Tuesday marked National Black HIV/AIDS Awareness Day (NBHAAD), a day to highlight the progress of HIV testing, prevention and treatment efforts and consider ongoing challenges to reducing HIV among Black and African-American people in the U.S. On Feb. 7, NBHAAD, advocates and elected officials gathered to challenge the systemic root causes of HIV disparities in communities within New York City.
The Bronx has more than 23,500 people living with HIV. In 2021, the Bronx also had the highest rates of HIV/AIDS deaths. These rates are most alarming among Black Non-Hispanic Bronxites, who are diagnosed with HIV at more than twice the rate of their white and Hispanic neighbors, and experience the majority of HIV/AIDS deaths in our borough.
“The Bronx suffers from the highest rates of HIV across New York State’s 62 counties, and sexually transmitted infection rates are at unacceptably high rates among vulnerable groups in our city,” said City Councilmember Pierina Sanchez. “By making rapid testing services available throughout the City and educating New Yorkers, this bill will work to reduce infection rates and save lives. It is time to ensure everyone has access to the services they need.”

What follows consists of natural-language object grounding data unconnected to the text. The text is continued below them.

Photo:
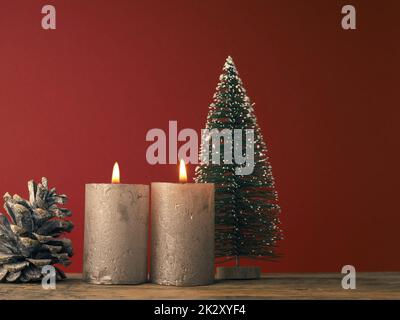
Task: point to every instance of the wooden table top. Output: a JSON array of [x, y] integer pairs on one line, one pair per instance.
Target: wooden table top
[[382, 285]]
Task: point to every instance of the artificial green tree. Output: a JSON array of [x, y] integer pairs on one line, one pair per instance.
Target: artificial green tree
[[246, 208]]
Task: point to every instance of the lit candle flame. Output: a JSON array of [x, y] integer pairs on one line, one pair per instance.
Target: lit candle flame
[[115, 175], [182, 172]]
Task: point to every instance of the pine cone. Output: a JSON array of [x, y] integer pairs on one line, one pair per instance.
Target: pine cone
[[30, 238]]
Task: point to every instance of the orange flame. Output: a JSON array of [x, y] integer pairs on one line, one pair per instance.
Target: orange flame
[[182, 172], [115, 175]]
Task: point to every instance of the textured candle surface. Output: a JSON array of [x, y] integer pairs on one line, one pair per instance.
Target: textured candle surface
[[116, 233], [182, 234]]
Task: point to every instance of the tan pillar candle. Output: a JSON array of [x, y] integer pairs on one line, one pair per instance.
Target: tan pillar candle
[[182, 232], [116, 232]]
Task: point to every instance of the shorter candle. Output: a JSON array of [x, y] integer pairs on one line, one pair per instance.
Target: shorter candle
[[182, 250], [116, 232]]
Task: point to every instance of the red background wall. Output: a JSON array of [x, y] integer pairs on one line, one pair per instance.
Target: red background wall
[[74, 100]]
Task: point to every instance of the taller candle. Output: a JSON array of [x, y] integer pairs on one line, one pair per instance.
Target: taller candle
[[182, 232], [116, 228]]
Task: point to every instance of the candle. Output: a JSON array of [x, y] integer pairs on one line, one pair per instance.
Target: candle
[[182, 245], [116, 232]]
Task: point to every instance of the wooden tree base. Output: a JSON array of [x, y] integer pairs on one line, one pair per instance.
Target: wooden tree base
[[238, 273]]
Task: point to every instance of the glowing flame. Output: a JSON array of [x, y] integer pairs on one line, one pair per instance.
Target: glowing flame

Introduction 895, which has currently 16 bill sponsors and is supported across a broad coalition of health advocates, would require the city health department to ensure accessibility to rapid testing for sexually transmitted infections in all boroughs, prioritizing communities in boroughs that have higher infection rates. The bill would also require health officials to conduct an educational outreach campaign within communities.
New York City continues to make steady progress toward meeting its goals to end the HIV epidemic citywide. However, inequities in HIV and STIs persist, underscoring the need to increase access to prevention, testing, care and treatment, and to accelerate efforts to improve HIV-related outcomes for all New Yorkers. Among reported cases of gonorrhea, chlamydia and syphilis, notable inequities persist, underscoring the need to improve access to timely, high-quality sexual health services for all New Yorkers.

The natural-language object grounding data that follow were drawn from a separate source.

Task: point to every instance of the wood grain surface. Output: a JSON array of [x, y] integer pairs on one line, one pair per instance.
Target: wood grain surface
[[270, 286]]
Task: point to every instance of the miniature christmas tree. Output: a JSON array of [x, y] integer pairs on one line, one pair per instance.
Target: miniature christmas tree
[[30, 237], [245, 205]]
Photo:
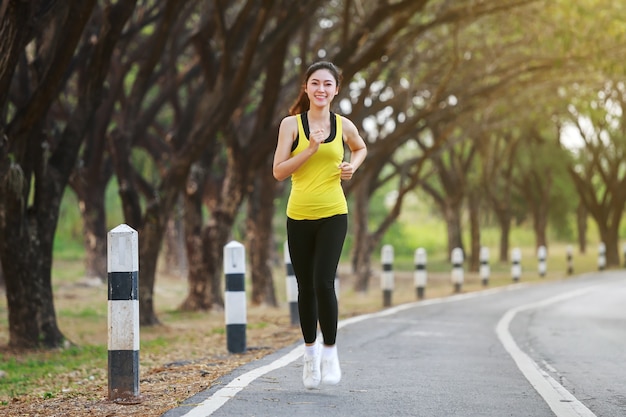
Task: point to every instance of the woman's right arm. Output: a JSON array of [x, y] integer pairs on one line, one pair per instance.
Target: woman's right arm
[[284, 164]]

“On National Black HIV/AIDS Awareness Day, we pause to reflect on the progress we’ve made to improve HIV preventative care, expand access to resources, treatment, and care, and fight stigma and discrimination,” said U.S. Rep. Ritchie Torres. “But we also acknowledge that more work needs to be done – particularly to communities like the ones in my district that have seen a significantly disproportionate impact to this devastating epidemic. We must recommit ourselves to addressing the disparities and dismantling the barriers that prevent Black people from receiving the healthcare they deserve – regardless of how they identify, who they love, or where they live.”
In NYC, while overall rates of gonorrhea and chlamydia have decreased, infection rates for both STIs disproportionately affect people living in very high poverty neighborhoods — where 30%-100% live below the federal poverty level — with case rates approximately three times higher than rates among people living in low poverty neighborhoods. Community districts in the Bronx face the highest rate of chlamydia, with some districts as high as 2,053 infections per 100,000 people, as well as high rates of gonorrhea and both primary and secondary syphilis.